Peak Performances, having just concluded a groundbreaking, highly acclaimed season of works by women, announces its 2018-2019 season, providing renegade artists from around the globe with abundant resources and the state-of-the-art platform that is Montclair State University's Alexander Kasser Theater, to obliterate conventions of both the stage and society. Just as often as they transcend the boundaries between artistic forms, many of these artists seek to thematically break down the borders that foment violent national identities and form the blueprints of oppression. The programming this season embraces the versatility of performance through a convergence of forms-including dance, circus, theatre, and music-displaying the stage's vast potential for searing social commentary.The organization has named choreographer and director Faye Driscoll as the 2018-2019 recipient of its vital PeARL (Performing Arts Research Laboratory) residency, and in the 2018-2019 season, she will present three unclassifiable works that propose politically transformative ideas by playfully reimagining the formalities of performance. All performances take place at Alexander Kasser Theater (1 Normal Ave, Montclair, NJ 07043).

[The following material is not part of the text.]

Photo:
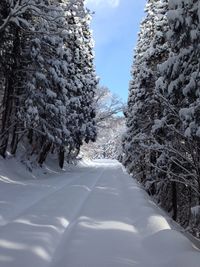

"This season's artists passionately resist convention," says Peak Performances Executive Director Jedediah Wheeler. "We're spotlighting artists who are all renegades refusing boundaries and rules in the creation of something entirely new. Faye Driscoll is a game changer and the perfect artist for Peak Performances and the PeARL residency. Driscoll creates work that challenges one's esthetic equilibrium. Each painstakingly crafted piece is an elevated experience that disorients the senses, and leads one to smile broadly with a freshness that tantalizes the imagination."

In more than twelve weeks on campus over the course of the 2018-2019 season, Driscoll will receive funding, space, and the expertise of a first-rate production staff, while she engages with Montclair State students and faculty through embedded opportunities such as discussions, lectures, workshops, and open rehearsals. For the first time, she will stage Thank You for Coming: Attendance (2014) and Thank You for Coming: Play (2016) together, October 4-7, 2018, including performances, on October 6 and 7, of the two works in a combined program. These humorous, exuberant performances turn the constructed relationship between the audience and performer into its own fluid medium, bringing them together in the co-creation of a new reality. In addition to providing performance fees and critical production support, Peak Performances has commissioned Driscoll to create the third installment in the series, Thank You for Coming: Space, which will make its world premiere at the Alexander Kasser Theater April 11-14.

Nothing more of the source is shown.